Keys to the Archive: A Lesson Before Dying

New Roads Then and Now

Gaines drew upon his experience of life in Pointe Coupée Parish to create the rich settings of his fiction. Living on Riverlake Plantation as a child led him to dramatize the lives of sharecroppers in the quarter. The closest town center to Riverlake is New Roads, LA, which Gaines famously fictionalized as Bayonne. The images on this page illustrate what New Roads looked like in the late 1930s and 1940s, when A Lesson is set, and what it looks like about eighty years later in 2021. Some of the iconic landmarks remain, including the red brick courthouse.

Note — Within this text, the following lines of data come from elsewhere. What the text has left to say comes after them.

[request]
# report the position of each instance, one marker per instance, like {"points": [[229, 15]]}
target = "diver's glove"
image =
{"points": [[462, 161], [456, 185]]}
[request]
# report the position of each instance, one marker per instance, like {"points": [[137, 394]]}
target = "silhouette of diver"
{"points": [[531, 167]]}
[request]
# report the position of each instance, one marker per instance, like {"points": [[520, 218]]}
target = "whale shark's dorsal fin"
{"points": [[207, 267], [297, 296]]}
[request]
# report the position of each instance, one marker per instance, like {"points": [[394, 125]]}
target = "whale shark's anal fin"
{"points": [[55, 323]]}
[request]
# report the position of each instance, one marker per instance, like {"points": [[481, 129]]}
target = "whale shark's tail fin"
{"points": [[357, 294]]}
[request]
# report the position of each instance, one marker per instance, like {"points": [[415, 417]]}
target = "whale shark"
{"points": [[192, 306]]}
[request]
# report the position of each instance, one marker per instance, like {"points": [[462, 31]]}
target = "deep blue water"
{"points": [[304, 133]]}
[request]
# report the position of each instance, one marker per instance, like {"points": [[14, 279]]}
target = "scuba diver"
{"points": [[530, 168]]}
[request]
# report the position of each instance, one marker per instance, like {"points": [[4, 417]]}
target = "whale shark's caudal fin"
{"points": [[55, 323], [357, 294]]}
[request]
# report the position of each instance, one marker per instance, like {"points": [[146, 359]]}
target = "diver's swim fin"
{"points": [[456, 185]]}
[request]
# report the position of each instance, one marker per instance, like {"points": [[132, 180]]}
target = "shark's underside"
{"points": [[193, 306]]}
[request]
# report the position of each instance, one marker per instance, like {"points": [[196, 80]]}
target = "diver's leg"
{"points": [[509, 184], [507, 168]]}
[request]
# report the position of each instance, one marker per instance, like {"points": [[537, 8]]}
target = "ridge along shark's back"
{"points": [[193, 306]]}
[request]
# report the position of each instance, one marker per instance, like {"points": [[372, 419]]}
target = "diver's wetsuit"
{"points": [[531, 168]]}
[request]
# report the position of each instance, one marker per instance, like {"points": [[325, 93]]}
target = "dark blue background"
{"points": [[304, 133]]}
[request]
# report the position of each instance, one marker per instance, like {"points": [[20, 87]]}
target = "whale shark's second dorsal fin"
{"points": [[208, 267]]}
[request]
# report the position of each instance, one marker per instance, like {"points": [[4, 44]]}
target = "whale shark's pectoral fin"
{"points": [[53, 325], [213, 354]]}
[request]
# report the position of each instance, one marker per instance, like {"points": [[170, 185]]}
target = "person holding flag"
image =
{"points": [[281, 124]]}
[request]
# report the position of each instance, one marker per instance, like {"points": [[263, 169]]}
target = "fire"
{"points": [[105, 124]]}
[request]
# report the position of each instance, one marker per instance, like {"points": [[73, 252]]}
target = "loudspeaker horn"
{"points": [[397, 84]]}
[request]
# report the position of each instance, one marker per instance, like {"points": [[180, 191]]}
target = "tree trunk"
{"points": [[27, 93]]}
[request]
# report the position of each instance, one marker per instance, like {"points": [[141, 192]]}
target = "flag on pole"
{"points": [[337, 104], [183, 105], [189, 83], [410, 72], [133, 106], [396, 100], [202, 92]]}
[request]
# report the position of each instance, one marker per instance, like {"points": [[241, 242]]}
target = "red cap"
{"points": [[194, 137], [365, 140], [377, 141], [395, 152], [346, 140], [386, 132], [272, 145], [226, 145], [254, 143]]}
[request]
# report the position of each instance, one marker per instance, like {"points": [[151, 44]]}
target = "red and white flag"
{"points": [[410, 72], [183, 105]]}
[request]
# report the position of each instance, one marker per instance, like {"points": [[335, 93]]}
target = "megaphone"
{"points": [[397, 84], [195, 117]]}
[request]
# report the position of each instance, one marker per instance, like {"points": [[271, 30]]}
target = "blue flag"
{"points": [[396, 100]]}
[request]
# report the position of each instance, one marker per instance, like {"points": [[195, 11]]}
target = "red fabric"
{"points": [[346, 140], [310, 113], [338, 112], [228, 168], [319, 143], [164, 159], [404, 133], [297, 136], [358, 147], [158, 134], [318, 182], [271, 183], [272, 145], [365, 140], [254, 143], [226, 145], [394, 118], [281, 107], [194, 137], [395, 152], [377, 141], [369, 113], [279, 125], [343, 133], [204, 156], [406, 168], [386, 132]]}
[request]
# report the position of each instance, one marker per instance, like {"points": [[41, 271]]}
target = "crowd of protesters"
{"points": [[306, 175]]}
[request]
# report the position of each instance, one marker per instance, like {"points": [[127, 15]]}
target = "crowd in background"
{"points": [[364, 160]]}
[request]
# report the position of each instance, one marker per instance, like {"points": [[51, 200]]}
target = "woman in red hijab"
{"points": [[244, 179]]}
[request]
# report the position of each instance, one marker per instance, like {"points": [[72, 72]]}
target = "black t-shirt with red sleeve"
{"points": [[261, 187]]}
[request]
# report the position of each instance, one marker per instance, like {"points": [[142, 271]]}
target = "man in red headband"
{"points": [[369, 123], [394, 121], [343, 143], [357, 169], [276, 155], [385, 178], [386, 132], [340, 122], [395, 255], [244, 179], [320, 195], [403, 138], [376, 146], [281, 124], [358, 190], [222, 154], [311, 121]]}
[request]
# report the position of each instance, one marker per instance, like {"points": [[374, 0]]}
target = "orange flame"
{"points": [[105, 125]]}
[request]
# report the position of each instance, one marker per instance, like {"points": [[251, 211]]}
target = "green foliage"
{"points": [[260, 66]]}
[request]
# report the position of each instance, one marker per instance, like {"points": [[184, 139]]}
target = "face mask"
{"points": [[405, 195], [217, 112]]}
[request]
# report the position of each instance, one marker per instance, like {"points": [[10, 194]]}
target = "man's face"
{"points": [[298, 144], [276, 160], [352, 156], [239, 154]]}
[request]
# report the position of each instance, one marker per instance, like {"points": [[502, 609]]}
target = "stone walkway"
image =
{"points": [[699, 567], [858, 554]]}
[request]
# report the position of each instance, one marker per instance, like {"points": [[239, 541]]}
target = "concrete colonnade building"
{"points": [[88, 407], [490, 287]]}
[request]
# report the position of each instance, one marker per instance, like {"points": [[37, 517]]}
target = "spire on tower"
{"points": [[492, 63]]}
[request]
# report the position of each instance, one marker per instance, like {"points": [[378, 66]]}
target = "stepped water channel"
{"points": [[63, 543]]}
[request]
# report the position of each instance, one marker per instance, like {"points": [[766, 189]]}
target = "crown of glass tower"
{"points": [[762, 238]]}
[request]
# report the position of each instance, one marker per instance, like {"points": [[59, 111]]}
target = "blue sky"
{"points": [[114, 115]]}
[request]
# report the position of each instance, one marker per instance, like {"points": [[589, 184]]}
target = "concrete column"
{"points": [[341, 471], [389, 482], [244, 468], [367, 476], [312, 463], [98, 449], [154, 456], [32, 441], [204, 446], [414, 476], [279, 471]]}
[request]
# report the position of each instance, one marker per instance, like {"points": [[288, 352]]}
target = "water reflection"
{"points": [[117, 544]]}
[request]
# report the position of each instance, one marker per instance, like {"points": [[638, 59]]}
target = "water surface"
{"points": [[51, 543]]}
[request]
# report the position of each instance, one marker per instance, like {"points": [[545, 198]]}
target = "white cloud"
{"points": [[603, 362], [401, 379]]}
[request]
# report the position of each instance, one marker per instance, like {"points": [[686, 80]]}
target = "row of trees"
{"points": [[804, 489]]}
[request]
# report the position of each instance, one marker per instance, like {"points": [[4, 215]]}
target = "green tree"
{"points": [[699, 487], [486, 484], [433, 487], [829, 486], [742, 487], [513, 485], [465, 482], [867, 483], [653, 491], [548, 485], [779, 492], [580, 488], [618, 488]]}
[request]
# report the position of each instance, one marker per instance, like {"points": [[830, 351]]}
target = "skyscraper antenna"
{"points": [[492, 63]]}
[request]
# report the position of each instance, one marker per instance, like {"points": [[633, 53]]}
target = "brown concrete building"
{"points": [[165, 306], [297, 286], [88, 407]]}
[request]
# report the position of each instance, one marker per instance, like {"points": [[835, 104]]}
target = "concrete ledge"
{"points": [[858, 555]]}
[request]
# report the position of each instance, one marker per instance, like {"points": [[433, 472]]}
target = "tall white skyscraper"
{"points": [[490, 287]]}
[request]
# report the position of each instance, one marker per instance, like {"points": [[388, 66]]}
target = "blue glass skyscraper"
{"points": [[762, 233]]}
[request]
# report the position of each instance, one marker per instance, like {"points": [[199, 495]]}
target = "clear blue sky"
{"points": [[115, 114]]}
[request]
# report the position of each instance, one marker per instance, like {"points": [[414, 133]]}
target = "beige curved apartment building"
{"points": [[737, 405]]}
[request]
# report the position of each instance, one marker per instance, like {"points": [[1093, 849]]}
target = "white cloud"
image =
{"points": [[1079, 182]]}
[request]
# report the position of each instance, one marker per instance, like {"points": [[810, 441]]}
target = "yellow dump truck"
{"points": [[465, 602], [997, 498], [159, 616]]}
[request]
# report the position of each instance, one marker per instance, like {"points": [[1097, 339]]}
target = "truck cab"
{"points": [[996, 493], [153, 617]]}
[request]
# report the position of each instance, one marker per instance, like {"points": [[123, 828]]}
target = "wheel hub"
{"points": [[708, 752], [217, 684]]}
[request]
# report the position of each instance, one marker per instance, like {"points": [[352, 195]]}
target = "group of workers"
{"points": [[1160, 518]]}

Other aspects of New Roads have evolved as economic forces shifted the town from an agricultural hub to more service-oriented businesses. The buildings along Main Street evidence that change. Some underwent renovation while others have been demolished. Instead of an Auto-Lec general store, downtown New Roads now boasts antique malls and clothing boutiques. Despite economic changes, the demographic structure of the town remains largely as it was in the 1930s and 1940s. The railroad tracks that bisect New Roads mark a physical color line, with the African Americans residing north while whites mostly live south, closer to False River. Gaines represents such geographic segregation in his the novel by describing two parts of Bayonne: "back of town" and "front of town."